Bilan climatique de 2025 : la 5ᵉ année la plus chaude à Paris, marquée par le soleil et le manque de pluie

publié le 28 janvier 2026

3 min

L’année 2025 s'est distinguée par des températures et un ensoleillement records, ainsi que par de faibles précipitations dans la capitale. Elle poursuit surtout la tendance au réchauffement climatique, s’inscrivant comme la 5ᵉ année la plus chaude depuis le début des mesures.

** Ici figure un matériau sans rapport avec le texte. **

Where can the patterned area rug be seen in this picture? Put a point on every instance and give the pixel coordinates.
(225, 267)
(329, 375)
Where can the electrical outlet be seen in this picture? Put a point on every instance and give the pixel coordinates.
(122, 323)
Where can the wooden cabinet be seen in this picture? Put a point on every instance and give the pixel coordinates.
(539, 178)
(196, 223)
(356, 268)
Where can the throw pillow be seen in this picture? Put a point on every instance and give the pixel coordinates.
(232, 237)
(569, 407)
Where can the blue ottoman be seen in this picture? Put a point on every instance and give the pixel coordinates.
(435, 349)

L’Agence Parisienne du Climat et Météo-France vous présentent le bulletin climatique 2025 de Paris.

À noter que tous les écarts et rapports sont calculés par rapport aux normales de 1991-2020.

Températures : 2025 est la 5e année la plus chaude à Paris

Cette année 2025 s’est caractérisée par des températures moyennes supérieures aux normales en Île-de-France et dans la capitale. Pour illustrer, 9 mois sur 12 ont présenté des températures moyennes, tant maximales que minimales, au-dessus des normes.

Le printemps, la fin d’année mais surtout le début de l’été ont été très chauds. Le mois de juin s’est distingué par des températures moyennes maximales supérieures de 4 °C aux normales, et s’est conclu par un 1er juillet dépassant localement les 40 °C.

Ainsi, avec une température moyenne annuelle de 13,8 °C, soit + 1 °C par rapport aux normes, l’année 2025 se classe au 5e rang des années les plus chaudes observées à Paris depuis le début des mesures.

Évolution annuelle de la température moyenne relevée à Montsouris, en écart à la normale climatique en vigueur (1991-2020) – © Météo-France » >
Évolution annuelle de la température moyenne relevée à Montsouris, en écart à la normale climatique en vigueur (1991-2020) – © Météo-France
Et à l’échelle nationale ?

Sur l’ensemble du pays, l’année 2025 se classe au 4e rang des années les plus chaudes, avec une température moyenne de 14 °C, soit +1 °C par rapport aux normales annuelles. Elle se situe derrière 2022 (14,5 °C), 2023 (14,4 °C) et 2020 (14,1 °C).

Un déficit pluviométrique global malgré des disparités locales prononcées

Après une année 2024 record, 2025 a été globalement peu arrosée en Île-de-France, avec un déficit pluviométrique de 12 % à l’échelle régionale et peu d’épisodes de pluies intenses.

Par ailleurs, les précipitations ont été inégalement réparties sur le territoire. Il a presque autant plu qu’une année normale à la station Roissy-en-France avec 3 % de déficit, alors que celui enregistré à la station Paris-Montsouris est de 8 % et qu’il s’élève à 19 % à Trappes. Le sud de la région a globalement bénéficié de davantage de pluie sur l’ensemble de l’année.


Évolution des précipitations annuelles relevées à Montsouris (la ligne horizontale représentant la normale en vigueur) – © Météo-France

Un ensoleillement généreux au printemps et en été

Contrairement à 2024, l’ensoleillement a été largement excédentaire en 2025, avec 2029 heures de soleil mesurées à Paris-Montsouris, soit plus de 18 % par rapport aux normes. Le printemps et l’été ont particulièrement profité du soleil, et le mois de juin a été le plus lumineux, avec une durée d’ensoleillement dépassant de plus de 40 % les normales.

Une faible humidité des sols tout le long de l’année

Le déficit de précipitations et l’excédent d’ensoleillement entraînent une baisse rapide de l’humidité des sols, bien qu’élevée en début d’année 2025.

Dès mars, celle-ci passe sous la médiane, reste faible à très faible la majeure partie de l’année et ne remonte ponctuellement que lors d’événements pluvieux intenses.